Mr Gwisai said an MDC-T defeat in the harmonised elections, as shown by several local and international surveys, had become predictable.

He said the massive turn out in Zanu-PF strongholds during the constitutional referendum in March showed that Zanu-PF would emerge stronger.

"Unlike in 2008, Zanu-PF came into this election as a cohesive unit around its 'bhora mughedi' theme," he said.

"Zanu-PF had its most democratic primary elections ever, resulting in popular local candidates running, many of whom, small capitalists who had been on the ground sponsoring local projects. Tsvangirai blundered by protecting unpopular incumbents, of up to three terms but hardly visible in their constituencies."

Mr Gwisai said Mr Tsvangirai's sex scandals and the corruption in MDC-T-run councils worsened the situation for the party.

"Whilst (Finance Minister) Tendai Biti was being lauded by the West as 'the best Finance minister in Africa,' the austerity knife was piercing deepest into the hearts of the rural poor through," he said.

"GMB going for over a year without paying for maize delivered, dying cattle because of lack of dipping facilities, an end to the maize seeds, fertiliser and relief food previously given by Western NGOs and the Reserve Bank, thousands of pupils failing to write examinations, clinics without nurses even as 2000 nurses were jobless due to a job freeze."
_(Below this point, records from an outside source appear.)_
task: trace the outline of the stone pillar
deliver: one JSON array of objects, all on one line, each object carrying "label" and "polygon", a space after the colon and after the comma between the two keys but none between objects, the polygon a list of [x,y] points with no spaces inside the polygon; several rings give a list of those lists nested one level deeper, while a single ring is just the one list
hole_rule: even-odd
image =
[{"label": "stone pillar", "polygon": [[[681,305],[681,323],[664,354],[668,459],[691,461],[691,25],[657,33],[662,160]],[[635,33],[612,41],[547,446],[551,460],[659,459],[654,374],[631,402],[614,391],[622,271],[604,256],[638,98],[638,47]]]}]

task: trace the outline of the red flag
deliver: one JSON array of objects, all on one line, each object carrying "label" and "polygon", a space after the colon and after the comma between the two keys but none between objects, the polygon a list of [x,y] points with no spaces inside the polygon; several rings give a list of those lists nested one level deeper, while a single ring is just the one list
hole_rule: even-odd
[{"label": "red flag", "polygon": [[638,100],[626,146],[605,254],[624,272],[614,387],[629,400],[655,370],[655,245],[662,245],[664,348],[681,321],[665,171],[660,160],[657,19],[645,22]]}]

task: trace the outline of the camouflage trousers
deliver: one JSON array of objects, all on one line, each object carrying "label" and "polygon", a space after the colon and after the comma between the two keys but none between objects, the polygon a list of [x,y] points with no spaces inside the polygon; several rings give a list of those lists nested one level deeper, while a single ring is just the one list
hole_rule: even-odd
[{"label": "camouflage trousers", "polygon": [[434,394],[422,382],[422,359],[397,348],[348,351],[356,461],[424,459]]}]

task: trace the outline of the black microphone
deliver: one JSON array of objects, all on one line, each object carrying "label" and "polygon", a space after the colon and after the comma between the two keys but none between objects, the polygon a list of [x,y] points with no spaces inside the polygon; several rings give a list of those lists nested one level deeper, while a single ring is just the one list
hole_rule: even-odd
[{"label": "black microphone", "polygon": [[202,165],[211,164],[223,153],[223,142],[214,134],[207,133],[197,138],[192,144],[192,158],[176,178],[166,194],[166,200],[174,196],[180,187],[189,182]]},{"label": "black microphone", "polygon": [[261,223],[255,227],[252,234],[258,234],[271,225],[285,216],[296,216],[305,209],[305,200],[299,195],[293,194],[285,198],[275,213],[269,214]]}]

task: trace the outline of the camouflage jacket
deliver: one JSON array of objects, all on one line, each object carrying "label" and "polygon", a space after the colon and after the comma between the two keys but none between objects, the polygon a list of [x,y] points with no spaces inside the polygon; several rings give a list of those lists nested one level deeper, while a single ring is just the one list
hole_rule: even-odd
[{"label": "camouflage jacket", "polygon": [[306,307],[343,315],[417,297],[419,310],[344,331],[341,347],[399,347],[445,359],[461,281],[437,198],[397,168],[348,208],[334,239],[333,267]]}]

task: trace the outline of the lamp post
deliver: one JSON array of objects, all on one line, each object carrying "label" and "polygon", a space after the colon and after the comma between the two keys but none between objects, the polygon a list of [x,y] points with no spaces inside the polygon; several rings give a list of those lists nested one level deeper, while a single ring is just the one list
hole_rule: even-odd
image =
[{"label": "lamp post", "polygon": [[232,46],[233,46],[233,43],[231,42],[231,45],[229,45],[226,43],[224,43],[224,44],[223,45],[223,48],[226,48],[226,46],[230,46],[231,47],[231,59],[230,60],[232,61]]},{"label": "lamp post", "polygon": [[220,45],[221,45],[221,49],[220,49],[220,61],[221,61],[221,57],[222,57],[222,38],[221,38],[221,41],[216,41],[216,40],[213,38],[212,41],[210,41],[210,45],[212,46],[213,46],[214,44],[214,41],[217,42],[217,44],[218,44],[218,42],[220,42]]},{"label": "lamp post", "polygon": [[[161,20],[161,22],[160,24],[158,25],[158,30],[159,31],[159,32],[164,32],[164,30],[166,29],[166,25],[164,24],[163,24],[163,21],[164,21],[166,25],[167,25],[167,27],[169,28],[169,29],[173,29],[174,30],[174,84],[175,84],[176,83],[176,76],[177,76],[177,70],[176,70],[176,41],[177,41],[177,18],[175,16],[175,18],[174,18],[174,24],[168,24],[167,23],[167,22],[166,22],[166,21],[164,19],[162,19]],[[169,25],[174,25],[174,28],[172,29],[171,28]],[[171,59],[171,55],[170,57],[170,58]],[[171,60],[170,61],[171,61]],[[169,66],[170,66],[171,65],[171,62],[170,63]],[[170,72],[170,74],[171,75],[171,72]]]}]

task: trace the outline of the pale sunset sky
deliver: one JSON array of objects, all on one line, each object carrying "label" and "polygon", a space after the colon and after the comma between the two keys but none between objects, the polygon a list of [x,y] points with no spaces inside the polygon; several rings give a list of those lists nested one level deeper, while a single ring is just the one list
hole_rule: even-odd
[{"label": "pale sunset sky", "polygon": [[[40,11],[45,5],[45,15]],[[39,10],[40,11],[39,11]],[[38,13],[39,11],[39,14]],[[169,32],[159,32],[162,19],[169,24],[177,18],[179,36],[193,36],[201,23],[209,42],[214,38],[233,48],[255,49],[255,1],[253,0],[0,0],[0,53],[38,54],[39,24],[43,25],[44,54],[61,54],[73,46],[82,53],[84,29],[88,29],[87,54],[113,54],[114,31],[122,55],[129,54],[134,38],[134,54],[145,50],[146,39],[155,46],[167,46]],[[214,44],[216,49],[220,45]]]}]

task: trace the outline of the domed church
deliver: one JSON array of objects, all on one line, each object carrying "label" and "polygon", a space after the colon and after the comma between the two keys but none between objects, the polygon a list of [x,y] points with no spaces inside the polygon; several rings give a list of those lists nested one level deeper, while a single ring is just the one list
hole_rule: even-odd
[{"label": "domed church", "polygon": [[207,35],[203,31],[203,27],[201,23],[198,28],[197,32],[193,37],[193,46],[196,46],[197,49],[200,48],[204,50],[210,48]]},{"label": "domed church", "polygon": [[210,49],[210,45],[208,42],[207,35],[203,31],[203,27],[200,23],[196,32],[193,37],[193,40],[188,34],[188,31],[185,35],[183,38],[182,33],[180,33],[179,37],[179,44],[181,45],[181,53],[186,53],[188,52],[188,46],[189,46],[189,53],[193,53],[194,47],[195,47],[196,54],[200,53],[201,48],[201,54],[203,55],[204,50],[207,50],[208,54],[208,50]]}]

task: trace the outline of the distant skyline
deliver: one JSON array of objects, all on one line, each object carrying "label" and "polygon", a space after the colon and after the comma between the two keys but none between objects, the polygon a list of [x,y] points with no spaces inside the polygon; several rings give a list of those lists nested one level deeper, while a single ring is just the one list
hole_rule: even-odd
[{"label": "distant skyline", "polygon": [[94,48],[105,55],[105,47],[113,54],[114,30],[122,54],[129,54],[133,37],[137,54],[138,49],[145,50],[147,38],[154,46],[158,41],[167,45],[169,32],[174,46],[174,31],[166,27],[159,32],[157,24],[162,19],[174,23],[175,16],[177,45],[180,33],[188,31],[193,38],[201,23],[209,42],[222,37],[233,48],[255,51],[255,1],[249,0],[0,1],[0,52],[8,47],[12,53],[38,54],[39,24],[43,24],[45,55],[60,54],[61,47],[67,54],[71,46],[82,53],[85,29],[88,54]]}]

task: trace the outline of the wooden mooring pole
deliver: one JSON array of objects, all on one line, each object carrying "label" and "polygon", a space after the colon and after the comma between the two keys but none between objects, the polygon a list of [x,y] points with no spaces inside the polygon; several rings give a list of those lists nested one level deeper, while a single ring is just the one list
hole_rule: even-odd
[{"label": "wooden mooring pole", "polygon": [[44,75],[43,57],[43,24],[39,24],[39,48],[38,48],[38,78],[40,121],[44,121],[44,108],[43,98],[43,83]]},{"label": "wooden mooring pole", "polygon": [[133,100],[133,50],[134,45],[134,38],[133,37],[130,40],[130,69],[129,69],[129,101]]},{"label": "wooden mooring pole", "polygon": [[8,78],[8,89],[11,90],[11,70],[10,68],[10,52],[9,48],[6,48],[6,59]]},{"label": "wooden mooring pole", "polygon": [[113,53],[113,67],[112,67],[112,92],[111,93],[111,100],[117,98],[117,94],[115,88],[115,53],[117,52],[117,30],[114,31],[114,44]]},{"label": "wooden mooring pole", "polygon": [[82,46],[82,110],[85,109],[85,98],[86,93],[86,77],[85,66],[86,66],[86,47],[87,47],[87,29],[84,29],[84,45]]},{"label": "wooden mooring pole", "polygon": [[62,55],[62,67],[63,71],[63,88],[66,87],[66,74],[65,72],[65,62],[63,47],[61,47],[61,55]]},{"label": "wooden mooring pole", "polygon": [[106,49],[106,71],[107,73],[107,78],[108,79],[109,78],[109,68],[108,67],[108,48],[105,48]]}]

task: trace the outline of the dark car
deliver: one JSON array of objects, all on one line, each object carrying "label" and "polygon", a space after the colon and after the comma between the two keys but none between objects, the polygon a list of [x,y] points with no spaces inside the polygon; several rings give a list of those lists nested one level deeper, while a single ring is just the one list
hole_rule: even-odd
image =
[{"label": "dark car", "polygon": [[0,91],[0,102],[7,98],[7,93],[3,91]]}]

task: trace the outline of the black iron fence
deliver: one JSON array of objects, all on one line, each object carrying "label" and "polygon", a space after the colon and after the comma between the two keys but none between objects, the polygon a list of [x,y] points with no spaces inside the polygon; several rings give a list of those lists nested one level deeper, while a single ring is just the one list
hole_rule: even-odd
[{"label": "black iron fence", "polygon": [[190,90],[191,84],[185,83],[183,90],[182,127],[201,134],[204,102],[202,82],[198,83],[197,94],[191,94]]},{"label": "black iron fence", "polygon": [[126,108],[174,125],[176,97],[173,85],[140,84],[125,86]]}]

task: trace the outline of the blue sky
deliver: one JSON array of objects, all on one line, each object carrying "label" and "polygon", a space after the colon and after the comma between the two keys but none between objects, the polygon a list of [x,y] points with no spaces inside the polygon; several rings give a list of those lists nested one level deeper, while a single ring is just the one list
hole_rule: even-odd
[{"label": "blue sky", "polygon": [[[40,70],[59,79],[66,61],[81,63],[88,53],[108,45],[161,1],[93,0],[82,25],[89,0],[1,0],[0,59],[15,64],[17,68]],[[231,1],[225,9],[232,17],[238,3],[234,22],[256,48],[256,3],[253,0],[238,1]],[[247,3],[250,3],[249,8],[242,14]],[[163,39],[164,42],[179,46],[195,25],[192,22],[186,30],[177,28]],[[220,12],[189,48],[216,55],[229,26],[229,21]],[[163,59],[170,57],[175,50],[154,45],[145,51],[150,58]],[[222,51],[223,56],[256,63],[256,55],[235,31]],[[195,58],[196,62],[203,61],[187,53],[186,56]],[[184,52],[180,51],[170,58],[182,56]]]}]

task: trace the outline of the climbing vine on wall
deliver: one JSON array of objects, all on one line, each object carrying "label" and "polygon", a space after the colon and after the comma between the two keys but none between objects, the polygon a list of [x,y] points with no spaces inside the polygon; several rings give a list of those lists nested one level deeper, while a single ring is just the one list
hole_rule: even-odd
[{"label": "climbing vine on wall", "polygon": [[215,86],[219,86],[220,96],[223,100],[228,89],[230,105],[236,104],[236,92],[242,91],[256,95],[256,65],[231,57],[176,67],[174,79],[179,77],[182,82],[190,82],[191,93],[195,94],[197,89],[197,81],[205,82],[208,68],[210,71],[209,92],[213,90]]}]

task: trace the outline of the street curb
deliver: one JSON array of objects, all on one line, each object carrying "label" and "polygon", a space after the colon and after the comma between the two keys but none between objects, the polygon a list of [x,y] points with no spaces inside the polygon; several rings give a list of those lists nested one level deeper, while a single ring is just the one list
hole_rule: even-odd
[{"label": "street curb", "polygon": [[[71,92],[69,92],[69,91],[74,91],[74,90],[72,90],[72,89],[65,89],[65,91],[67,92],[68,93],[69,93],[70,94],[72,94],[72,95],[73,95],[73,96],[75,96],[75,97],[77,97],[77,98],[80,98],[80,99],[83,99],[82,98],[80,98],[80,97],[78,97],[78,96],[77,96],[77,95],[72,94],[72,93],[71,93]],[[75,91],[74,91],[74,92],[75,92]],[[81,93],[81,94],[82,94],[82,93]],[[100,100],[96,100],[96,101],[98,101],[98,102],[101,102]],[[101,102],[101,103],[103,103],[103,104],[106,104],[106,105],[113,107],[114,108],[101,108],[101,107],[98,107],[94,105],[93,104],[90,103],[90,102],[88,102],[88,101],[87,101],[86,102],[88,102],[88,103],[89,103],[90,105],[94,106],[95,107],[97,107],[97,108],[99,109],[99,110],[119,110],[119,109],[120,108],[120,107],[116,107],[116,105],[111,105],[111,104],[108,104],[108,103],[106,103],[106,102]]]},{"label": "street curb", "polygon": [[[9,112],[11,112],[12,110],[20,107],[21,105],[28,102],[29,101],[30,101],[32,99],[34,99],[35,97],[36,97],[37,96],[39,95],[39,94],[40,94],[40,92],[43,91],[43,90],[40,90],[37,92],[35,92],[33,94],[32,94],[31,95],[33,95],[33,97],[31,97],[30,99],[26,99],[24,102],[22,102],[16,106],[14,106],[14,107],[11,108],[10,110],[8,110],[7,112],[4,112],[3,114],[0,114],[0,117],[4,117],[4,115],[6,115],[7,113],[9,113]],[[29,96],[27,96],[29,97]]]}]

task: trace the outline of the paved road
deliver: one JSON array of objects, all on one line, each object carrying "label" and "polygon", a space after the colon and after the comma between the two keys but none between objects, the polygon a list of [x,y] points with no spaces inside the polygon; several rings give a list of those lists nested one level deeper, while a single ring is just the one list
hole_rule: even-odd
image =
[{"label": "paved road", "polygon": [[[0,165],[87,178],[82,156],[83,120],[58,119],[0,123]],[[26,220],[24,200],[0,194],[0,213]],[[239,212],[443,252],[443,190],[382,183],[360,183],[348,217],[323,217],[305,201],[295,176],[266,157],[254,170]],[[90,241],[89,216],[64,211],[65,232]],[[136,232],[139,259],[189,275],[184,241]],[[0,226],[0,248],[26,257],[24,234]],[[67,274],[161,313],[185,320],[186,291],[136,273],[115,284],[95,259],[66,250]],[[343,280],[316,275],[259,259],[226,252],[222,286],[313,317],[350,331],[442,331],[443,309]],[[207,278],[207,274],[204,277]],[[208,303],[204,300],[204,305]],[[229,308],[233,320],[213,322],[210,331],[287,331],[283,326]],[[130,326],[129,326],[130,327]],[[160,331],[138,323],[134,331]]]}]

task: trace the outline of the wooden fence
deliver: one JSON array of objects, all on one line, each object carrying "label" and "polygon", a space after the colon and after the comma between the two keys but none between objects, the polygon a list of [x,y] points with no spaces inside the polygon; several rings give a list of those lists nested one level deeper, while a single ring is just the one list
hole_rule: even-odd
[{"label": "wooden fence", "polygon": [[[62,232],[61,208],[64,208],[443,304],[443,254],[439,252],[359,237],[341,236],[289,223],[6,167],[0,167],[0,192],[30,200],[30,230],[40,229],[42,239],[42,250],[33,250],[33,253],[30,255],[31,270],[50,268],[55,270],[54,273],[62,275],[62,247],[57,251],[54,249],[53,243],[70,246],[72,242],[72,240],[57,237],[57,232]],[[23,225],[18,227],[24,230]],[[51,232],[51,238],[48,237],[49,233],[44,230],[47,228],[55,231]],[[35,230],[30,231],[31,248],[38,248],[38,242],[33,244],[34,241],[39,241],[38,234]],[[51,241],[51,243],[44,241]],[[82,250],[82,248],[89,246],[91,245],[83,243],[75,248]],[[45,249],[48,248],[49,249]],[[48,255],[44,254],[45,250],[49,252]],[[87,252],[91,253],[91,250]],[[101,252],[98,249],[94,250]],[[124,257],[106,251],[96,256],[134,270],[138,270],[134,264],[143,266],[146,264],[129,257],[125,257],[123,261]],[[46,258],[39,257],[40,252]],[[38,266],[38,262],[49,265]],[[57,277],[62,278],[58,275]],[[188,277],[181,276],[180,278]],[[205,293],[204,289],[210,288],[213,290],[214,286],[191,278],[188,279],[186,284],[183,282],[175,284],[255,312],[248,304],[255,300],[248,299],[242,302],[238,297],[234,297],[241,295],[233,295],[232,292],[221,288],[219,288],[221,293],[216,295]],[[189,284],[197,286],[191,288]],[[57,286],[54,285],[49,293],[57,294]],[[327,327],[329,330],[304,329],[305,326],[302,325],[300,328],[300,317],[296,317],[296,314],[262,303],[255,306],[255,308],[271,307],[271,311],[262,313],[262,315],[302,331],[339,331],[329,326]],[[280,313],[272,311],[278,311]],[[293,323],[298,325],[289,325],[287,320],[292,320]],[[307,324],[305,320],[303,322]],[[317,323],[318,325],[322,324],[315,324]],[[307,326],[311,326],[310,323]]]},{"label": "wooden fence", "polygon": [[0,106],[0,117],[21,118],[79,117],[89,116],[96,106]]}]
He said Zanu-PF's rural base soared nationwide because of the land reform programme and indigenisation and empowerment initiatives. "It is therefore not surprising that the defining character of these elections is that the rural voters across the country have rejected and abandoned Tsvangirai and the MDCs," Mr Gwisai said.

"Zanu-PF's 40 percent strong showing in the towns shows that many urban poor are following it. As in Kenya and Zambia where rising African nationalism triumphed, and the anti-neoliberal revolts across the world, the rural poor rejected MDC as the party most closely identified with austerity and western puppetry."

The West, Mr Gwisai said, was stunned by Zanu-PF's landslide victory.

"With survival guaranteed, Mugabe would still pursue his vote-catching nationalist agenda. With such a resounding mandate for his indigenisation agenda, big business will have to play ball with Mugabe," he said.

"With an eye to 2018, Zanu-PF will continue with its empowerment agenda to eat away at MDC's still-holding urban strongholds."

A British paper, The Telegraph, said Mr Tsvangirai's short stint in Government had exposed his immeasurable shortcomings as a leader while the BBC said the MDC-T leader now stared political oblivion.